# EnzymeFlow Hierarchical Pre-training

![pretrain](../image/pretrain.jpg)

## Pre-training on PDBBind2020

1. Download PDBBind2020 data from [link](https://www.pdbbind-plus.org.cn/download), then put pocket data under ```./data/pdb``` folder.

2. Run process_data.py to process rawdata to metadata.

   (a) read [pocket rawdata](https://github.com/WillHua127/EnzymeFlow/tree/main/Pretrain/data/pdb) (pocket pdb and ligand mol2 files) from ```./data/pdb``` folder.
   
   (b) [pocket metadata](https://github.com/WillHua127/EnzymeFlow/tree/main/Pretrain/data/processed) will be saved into ```./data/processed``` folder.
   
   (c) [metadata.csv](https://github.com/WillHua127/EnzymeFlow/blob/main/Pretrain/data/metadata.csv) will be saved into ```./data``` along with a label file [kdvalue.csv](https://github.com/WillHua127/EnzymeFlow/blob/main/Pretrain/data/kdvalue.csv).
   
   (d) a toy [example](https://github.com/WillHua127/EnzymeFlow/tree/main/Pretrain/data/pdb/6nvl) is provided.
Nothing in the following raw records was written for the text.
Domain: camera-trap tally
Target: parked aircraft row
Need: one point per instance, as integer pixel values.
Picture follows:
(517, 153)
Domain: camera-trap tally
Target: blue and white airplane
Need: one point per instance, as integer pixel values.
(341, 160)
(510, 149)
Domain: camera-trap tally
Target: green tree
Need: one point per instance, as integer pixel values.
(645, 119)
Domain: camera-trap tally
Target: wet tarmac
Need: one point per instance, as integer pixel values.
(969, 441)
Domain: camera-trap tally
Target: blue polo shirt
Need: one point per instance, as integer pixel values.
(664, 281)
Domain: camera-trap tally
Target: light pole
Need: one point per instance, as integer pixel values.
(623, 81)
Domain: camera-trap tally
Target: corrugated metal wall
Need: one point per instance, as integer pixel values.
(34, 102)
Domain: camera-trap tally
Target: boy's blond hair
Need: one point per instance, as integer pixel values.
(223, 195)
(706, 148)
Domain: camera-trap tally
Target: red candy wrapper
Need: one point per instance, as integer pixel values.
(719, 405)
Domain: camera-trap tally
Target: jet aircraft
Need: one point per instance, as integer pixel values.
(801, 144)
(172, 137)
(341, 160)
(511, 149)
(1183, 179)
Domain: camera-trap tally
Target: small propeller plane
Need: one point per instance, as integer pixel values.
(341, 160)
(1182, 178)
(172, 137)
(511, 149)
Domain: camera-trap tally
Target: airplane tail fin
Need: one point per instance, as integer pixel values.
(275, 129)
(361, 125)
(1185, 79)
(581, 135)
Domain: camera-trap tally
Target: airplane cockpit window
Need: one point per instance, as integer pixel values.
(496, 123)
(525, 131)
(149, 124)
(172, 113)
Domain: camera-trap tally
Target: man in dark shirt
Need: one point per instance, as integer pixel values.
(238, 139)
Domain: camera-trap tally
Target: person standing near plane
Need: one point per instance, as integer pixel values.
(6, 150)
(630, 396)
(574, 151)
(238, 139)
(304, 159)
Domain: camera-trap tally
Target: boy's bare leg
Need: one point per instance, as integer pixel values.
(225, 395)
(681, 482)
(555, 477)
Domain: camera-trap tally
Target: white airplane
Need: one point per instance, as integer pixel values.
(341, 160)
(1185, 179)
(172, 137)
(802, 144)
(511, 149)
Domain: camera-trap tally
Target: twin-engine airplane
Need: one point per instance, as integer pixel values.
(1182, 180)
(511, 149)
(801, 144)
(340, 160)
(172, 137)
   Warning: we have absolute path in ```metadata.csv```, so you might need to change it to your path.

4. ```configs.py``` contain all pre-training configurations and hyperparameters.

5. Train model using ```train_ddp.py``` for parallal training with multi-gpus (we trained with 4 A40 GPUs).
```bash
CUDA_VISIBLE_DEVICES=0,1,2,3 python -m torch.distributed.launch --nproc_per_node=4 train_ddp.py
```

## After Pre-training

1. Training loggings will be saved into ```./logger``` folder.

2. Pre-trained models will be saved into ```./checkpoint``` folder.

3. Generated samples will be saved into ```./generated``` folder.

4. Fine-tune pre-trained model on enzyme catalytic pockets.